Scoop - Freihältebedürfnis goes to the ECJTuesday, 27 February 2007
The IPKat has just heard from his good friend Gino van Roeyen BANNING that the dispute between Adidas and H&M, which has been keenly fought out before the Dutch Hoge Raad (Supreme Court), is going to the European Court of Justice for a preliminary reference of three questions:
- To establish the scope of protection of a trade mark consisting of a sign that has no distinctive character ab initio or an indication that meets the definition in Article 3(1)(c) of Council Directive 89/104 on the approximation of the trade mark law of member states, but where that sign/indication has acquired distinctiveness through use and has been registered, should consideration be given to the general interest that the availability of certain signs be not unjustifiably restricted for other market parties who offer the particular goods or services (Freihältebedürfnis)? [sorry about the English - this is a mixture of Gino's English and Jeremy's editing]

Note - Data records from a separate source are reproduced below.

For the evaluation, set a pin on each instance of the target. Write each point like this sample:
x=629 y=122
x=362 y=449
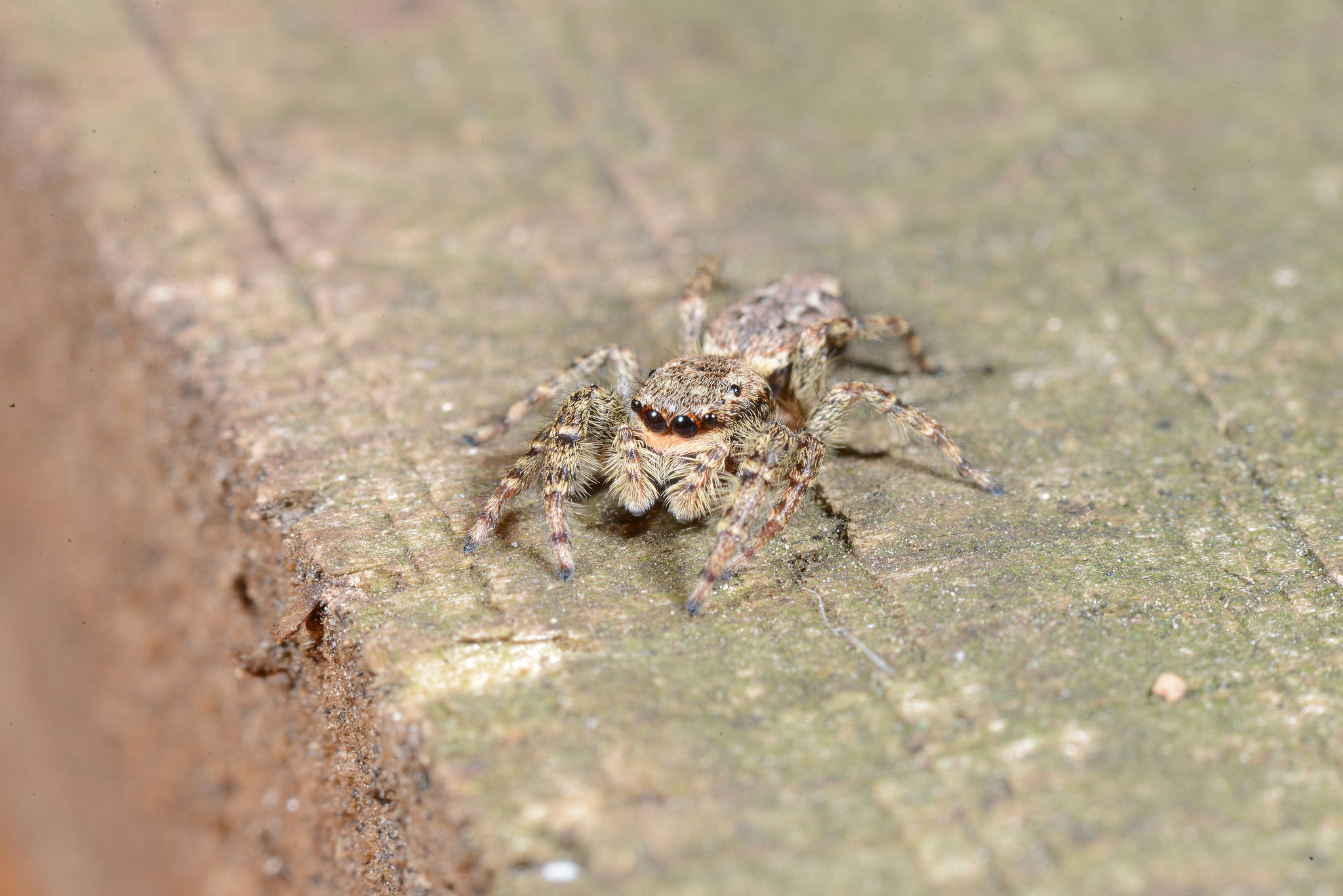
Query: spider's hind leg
x=845 y=395
x=825 y=339
x=693 y=308
x=626 y=372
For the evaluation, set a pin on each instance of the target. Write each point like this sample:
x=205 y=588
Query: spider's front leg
x=774 y=456
x=626 y=372
x=566 y=457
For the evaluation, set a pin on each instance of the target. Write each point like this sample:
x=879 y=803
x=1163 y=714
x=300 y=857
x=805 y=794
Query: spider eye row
x=683 y=425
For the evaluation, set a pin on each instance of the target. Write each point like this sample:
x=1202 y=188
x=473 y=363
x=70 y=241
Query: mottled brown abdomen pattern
x=763 y=328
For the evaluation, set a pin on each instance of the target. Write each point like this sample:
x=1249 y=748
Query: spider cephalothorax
x=738 y=423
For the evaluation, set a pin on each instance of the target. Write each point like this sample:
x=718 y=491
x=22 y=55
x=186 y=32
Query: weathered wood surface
x=372 y=225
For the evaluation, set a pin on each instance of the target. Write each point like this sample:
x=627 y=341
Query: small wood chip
x=1169 y=687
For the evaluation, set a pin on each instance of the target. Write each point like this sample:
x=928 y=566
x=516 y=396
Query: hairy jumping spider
x=738 y=423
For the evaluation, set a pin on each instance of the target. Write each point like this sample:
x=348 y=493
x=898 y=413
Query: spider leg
x=628 y=473
x=565 y=458
x=894 y=327
x=626 y=371
x=697 y=491
x=803 y=472
x=693 y=304
x=758 y=472
x=845 y=395
x=824 y=339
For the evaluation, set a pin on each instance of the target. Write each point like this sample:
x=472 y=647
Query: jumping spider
x=736 y=423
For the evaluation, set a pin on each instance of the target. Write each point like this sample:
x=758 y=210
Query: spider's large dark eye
x=654 y=421
x=684 y=426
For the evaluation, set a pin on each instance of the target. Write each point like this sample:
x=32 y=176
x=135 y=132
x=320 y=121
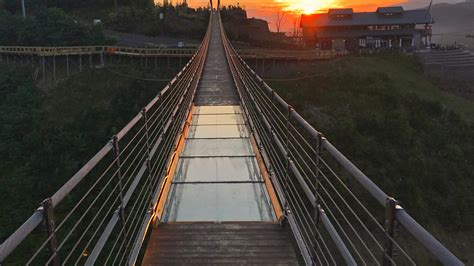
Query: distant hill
x=453 y=22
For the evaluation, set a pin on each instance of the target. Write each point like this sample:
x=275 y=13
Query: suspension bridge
x=219 y=169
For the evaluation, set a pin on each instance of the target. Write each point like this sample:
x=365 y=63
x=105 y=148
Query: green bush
x=48 y=134
x=48 y=27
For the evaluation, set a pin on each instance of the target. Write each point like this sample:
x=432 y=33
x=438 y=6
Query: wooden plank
x=220 y=243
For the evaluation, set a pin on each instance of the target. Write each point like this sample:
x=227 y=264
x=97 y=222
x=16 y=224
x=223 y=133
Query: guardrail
x=101 y=215
x=329 y=203
x=85 y=50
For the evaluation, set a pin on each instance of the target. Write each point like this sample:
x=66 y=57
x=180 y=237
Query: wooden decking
x=249 y=243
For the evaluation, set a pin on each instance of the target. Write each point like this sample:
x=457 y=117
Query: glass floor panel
x=217 y=147
x=218 y=202
x=218 y=131
x=217 y=169
x=218 y=177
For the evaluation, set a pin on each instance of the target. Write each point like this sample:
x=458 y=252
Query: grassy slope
x=414 y=140
x=48 y=134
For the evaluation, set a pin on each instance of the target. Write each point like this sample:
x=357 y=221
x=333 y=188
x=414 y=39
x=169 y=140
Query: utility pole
x=23 y=9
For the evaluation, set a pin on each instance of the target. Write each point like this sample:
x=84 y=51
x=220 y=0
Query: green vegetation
x=412 y=139
x=177 y=21
x=47 y=134
x=48 y=27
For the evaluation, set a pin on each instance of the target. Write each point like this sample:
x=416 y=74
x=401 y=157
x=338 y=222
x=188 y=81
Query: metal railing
x=329 y=202
x=101 y=215
x=86 y=50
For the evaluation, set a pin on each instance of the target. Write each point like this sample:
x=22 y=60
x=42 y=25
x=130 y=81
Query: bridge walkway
x=219 y=208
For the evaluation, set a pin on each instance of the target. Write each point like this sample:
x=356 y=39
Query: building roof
x=390 y=10
x=340 y=11
x=383 y=16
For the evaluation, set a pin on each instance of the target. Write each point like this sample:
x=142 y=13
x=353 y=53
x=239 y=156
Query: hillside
x=413 y=139
x=47 y=134
x=453 y=22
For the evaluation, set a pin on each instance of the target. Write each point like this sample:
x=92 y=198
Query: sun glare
x=307 y=6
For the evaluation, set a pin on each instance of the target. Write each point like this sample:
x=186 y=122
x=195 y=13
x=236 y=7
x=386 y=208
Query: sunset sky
x=266 y=9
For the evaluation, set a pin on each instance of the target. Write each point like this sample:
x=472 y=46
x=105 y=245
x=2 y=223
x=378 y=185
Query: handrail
x=84 y=50
x=119 y=183
x=305 y=171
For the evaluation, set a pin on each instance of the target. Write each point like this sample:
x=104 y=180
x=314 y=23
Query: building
x=386 y=28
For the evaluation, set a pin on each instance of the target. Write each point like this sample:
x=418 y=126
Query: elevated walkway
x=219 y=209
x=220 y=243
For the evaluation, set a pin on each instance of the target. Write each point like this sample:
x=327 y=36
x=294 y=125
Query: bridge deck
x=218 y=209
x=225 y=243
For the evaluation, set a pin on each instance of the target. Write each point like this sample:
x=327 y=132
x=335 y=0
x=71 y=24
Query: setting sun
x=307 y=6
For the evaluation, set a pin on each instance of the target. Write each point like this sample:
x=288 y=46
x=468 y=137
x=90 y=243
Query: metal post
x=317 y=177
x=67 y=65
x=44 y=68
x=80 y=62
x=48 y=213
x=148 y=160
x=23 y=8
x=54 y=67
x=119 y=174
x=287 y=148
x=390 y=207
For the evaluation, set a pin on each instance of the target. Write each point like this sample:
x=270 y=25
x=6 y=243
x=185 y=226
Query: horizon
x=267 y=9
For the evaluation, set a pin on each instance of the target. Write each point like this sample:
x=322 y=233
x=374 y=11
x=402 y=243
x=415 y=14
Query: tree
x=280 y=18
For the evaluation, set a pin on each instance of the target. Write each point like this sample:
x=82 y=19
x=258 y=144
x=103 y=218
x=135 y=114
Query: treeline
x=14 y=6
x=47 y=134
x=48 y=27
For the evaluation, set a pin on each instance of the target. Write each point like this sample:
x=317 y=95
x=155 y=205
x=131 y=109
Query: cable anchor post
x=115 y=143
x=48 y=212
x=390 y=223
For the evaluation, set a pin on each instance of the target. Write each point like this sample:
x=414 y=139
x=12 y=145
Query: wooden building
x=386 y=28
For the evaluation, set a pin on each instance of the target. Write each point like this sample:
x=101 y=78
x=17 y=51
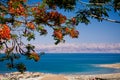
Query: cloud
x=80 y=48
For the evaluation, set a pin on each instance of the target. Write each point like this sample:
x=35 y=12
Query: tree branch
x=98 y=4
x=110 y=20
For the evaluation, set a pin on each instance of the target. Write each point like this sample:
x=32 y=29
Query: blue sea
x=66 y=63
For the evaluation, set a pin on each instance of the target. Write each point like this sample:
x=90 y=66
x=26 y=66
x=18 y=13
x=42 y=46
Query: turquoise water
x=82 y=63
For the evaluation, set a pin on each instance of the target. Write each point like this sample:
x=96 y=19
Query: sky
x=99 y=36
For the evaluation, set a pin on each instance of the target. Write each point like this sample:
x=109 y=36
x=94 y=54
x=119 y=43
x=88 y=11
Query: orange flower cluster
x=74 y=33
x=40 y=14
x=58 y=34
x=73 y=21
x=57 y=17
x=30 y=25
x=35 y=56
x=16 y=9
x=4 y=32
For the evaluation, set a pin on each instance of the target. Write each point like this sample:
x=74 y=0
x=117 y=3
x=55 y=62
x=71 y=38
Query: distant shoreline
x=48 y=76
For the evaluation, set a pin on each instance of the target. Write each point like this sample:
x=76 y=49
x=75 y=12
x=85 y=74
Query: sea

- If the answer to Question 1 is "yes", does it make a difference if the relevant public observes those signs as signs to distinguish goods, or as mere embelishment of the goods?
- If the answer to Question 1 is "yes", does it make a difference if the sign that the trade mark owner attacks is devoid of distinctive character as meant in Article 3(1)(b) of the Directive, or as an indication as meant by Article 3(1)(c) of the Directive.
Willem Hoyng (Howrey) and Gino van Roeyen (BANNING) defended the case for H&M.